The Journal of Bone and Joint Surgery (American). 2007;89:2011-2017.
doi:10.2106/JBJS.F.00868
© 2007 The Journal of Bone and Joint Surgery, Inc.
The in Vivo Isometric Point of the Lateral Ligament of the Elbow
Hisao Moritomo, MD, PhD1,
Tsuyoshi Murase, MD, PhD1,
Sayuri Arimitsu, MD1,
Kunihiro Oka, MD1,
Hideki Yoshikawa, MD, PhD1 and
Kazuomi Sugamoto, MD, PhD1
1 Department of Orthopaedic Surgery, Osaka University, 2-2 Yamadaoka, Suita-shi,
Osaka 565-0871, Japan
Investigation performed at the Department of Orthopaedics, Osaka
University Graduate School of Medicine, Osaka, Japan
Disclosure: In support of their research for or preparation of this
work, one or more of the authors received, in any one year, outside funding or
grants of less than $10,000 from Grants-in-Aid for Scientific Research, the
Ministry of Education, Science and Culture of Japan. Neither they nor a member
of their immediate families received payments or other benefits or a
commitment or agreement to provide such benefits from a commercial entity. No
commercial entity paid or directed, or agreed to pay or direct, any benefits
to any research fund, foundation, division, center, clinical practice, or
other charitable or nonprofit organization with which the authors, or a member
of their immediate families, are affiliated or associated.
Background: Many reports have discussed reconstruction of the
lateral ulnar collateral ligament for the treatment of posterolateral rotatory
instability of the elbow, but information regarding the isometric point of the
lateral ligament of the elbow is limited. The purposes of the present study
were to investigate the in vivo and three-dimensional length changes of the
lateral ulnar collateral ligament and the radial collateral ligament during
elbow flexion in order to clarify the role of these ligaments as well as to
identify the isometric point for the reconstructed lateral ulnar collateral
ligament on the humerus where the grafted tendon should be anchored.
Methods: We studied in vivo and three-dimensional kinematics of the
normal elbow joint with use of a markerless bone-registration technique.
Magnetic resonance images of the right elbows of seven healthy volunteers were
acquired in six positions between 0° and 135° of flexion. We created
three-dimensional models of the elbow bones, the lateral ulnar collateral
ligament, and the radial collateral ligament. The ligament models were based
on the shortest calculated paths between each origin and insertion in
three-dimensional space with the bone as obstacles. We calculated two types of
three-dimensional distances for the ligament paths with each flexion position:
(1) between the center of the capitellum and the distal insertions of the
ligaments (to investigate the physiological change in ligament length) and (2)

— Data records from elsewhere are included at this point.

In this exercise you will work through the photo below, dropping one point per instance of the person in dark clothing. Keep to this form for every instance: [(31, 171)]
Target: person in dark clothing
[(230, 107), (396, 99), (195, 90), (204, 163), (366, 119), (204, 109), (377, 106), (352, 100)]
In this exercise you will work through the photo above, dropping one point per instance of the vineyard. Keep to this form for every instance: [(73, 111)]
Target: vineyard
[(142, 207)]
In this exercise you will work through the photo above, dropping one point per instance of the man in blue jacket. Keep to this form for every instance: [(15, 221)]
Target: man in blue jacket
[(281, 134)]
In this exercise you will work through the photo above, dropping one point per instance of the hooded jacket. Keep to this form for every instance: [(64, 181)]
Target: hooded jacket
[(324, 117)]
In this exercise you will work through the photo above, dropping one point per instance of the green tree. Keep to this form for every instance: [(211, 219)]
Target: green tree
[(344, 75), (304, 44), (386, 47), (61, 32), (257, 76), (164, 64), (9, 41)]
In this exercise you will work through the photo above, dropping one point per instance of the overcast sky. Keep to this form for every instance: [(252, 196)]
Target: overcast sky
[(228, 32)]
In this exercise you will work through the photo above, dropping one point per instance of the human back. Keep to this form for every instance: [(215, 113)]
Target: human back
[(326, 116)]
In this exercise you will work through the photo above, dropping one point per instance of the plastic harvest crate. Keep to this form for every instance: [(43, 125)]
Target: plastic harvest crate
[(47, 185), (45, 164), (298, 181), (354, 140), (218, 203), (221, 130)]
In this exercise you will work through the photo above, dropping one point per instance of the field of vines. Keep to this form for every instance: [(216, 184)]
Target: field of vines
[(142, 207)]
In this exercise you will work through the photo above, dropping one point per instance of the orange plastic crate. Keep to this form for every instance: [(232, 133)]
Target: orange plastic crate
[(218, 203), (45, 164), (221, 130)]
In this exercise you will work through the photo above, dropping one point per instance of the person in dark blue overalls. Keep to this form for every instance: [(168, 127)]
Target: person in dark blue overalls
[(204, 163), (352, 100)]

between eight different humeral origins and the one typical insertion of the
lateral ulnar collateral ligament (to identify the isometric point of the
reconstructed lateral ulnar collateral ligament).
Results: The three-dimensional distancefor the lateral ulnar
collateral ligament was found to increase during elbow flexion, whereas that
for the radial collateral ligament changed little. The path of the lateral
ulnar collateral ligament gradually developed a detour because of the osseous
protrusion of the lateral condyle with flexion. The most isometric point for
the reconstructed lateral ulnar collateral ligament was calculated to be at a
point 2 mm proximal to the center of the capitellum.
Conclusions: The radial collateral ligament is essentially
isometric, but the lateral ulnar collateral ligament is not. The lateral ulnar
collateral ligament is loose in elbow extension and becomes tight with elbow
flexion.
Clinical Relevance: The present study suggests that the isometric
point for the lateral ulnar collateral ligament graft origin is approximately
2 mm proximal to the center of the capitellum.